Franck et les hollandaises…

Franck et les hollandaises…
Les saisons se suivent et ne se ressemblent pas… ce début d’année 2017 fut assez rocambolesque en terme de conditions météo… si la vague de froid ne nous a laissé que très peu d’occasions pour mettre nos bateaux à l’eau, les tempêtes qui ont suivit ont rendu la pêche presque impossible voir aléatoire.

Je l’avais déjà précisé dans un précédent article, mais pêcher en pays batave ne se planifie pas longuement à l’avance ou alors on risque de grosses déconvenues une fois sur place. Nous fumes donc nombreux en ce début d’année à venir nous casser les dents sur des eaux carrément gelées, dans un brouillard à couper au couteau interdisant la navigation ou encore dans des conditions venteuses plus que dangereuses et rendant la pêche très compliquée voir presque aux frontières de l’impossible par certains moments.

The true life ?

Mais nous sommes toutefois parvenus à tirer notre épingle du jeu avant le tombé de rideau. J’avais promis à Franck, au jugé de sa motivation et de son intérêt, de lui faire découvrir une partie de ses eaux et j’ai réussi à tenir ma promesse dans le « money time » de cette saison 2016/2017.

Franck est hydrobiologiste de métier, je l’ai rencontré dans le cadre de l’organisation d’un trip sur le Rio Trombetas. Un personnage très intéressant et attachant bien loin du strass et des paillettes. Je connais déjà un peu la façon de pêcher de Franck, il recherche avant tout l’efficacité. Une donne qui fait que nous ne sommes pas toujours en phase sur l’approche et la technique, mais avoir son avis d’expert et ses remarques sur le potentiel des eaux hollandaises m’intéressait au plus haut point.

Doublé de Peacocks avec Franck

Il n’est jamais évident de suivre l’évolution de la pêche à distance et j’avais prévenu Franck que je n’étais pas du style à envoyer X messages pour glaner des infos mais plutôt de trouver la pêche par nous même, c’est quand même bien plus épanouissant et jouissif quand on arrive à s’en sortir de la sorte et c’est pour moi tout ce qui caractérise la base de ma passion pour la pêche au leurre : la recherche du schéma de pêche du moment.

Les dernières sorties ont confirmé que l’eau se réchauffait à vitesse élevée et que les poissons se rapprochaient de plus en plus du bord… la nature semble bel et bien avoir deux bonnes semaines d’avance cette année et le cycle de reproduction des poissons s’est mis en phase avec cette nouvelle donne.

Dans l’optique de laisser les poissons se reproduire tranquillement, la législation interdit de pêcher le brochet à partir du 1er mars et c’est donc naturellement que nous ciblerons les percidés uniquement.

Les poissons semblent toujours postés en nombre sur les plateaux, nous retrouvons du coup les joies de la pêche en linéaire… joie que nous perdons chaque année dès le mois de novembre quand les températures commencent à dégringoler.

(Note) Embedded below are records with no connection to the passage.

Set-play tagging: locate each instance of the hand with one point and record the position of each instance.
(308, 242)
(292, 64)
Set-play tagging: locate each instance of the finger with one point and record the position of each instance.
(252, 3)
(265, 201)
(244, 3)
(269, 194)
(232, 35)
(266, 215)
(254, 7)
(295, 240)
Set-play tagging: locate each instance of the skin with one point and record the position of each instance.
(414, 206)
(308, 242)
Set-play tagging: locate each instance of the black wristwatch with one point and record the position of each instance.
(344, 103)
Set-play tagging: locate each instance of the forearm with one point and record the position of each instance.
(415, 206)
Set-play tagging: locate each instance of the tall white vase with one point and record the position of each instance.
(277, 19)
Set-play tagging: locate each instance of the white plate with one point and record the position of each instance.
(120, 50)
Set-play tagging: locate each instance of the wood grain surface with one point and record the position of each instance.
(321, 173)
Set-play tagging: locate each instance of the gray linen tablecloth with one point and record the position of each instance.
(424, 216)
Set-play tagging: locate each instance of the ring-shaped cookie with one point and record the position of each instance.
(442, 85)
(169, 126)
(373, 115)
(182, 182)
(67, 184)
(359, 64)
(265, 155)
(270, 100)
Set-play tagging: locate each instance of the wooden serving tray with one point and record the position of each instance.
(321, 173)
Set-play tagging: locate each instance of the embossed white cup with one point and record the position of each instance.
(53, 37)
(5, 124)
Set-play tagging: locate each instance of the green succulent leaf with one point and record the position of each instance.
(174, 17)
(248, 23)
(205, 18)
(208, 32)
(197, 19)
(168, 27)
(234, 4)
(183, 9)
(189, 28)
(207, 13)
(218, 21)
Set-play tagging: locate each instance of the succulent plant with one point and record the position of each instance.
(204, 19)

J’affectionne la pêche en verticale qui est une technique avec énormément de subtilités, mais pêcher le carnassier plus de 4 mois sans avoir à lancer un leurre reste pour moi une épreuve assez frustrante. Comme si le fait de lancer et de ramener compensait la frustration que nous ne puissions pêcher que quelques jours par an…

Ce matin là, rapidement nous trouvons du poisson en nombre sur les cassures et les premières captures ne tardent pas à monter au bateau… Ceux qui me connaisse savent que j’ai appris beaucoup sur le comportement des percidés avec des cranks. C’est donc avec un plaisir non dissimulé que je fête ma première zébrée leurrée sur un nouveau colori de SCB Crank à paraitre prochainement.

Perche au SCB Crank 200F

Les poissons sont assez étalés et il faut insister sur des zones que l’on pense propices pour en rencontrer un maximum. Franck pêche plus grand et plus gros que moi et pourtant prend tout autant de poissons… Il n’y a pas vraiment de pattern qui se dégage, il faut juste tomber sur les poissons à la bonne vitesse, preuve que l’activité carnassière est plus que correcte. Quand les poissons se nourrissent, inutile de pêcher de façon compliquée et pointilleuse, un pêcheur de niveau moyen sortirait tout autant son épingle du jeu que nous ce jour là. La simplicité est une des règles de base que j’essaye de ne jamais occulter, la pêche au crank est d’ailleurs un hymne à la simplicité et reste une très bonne école.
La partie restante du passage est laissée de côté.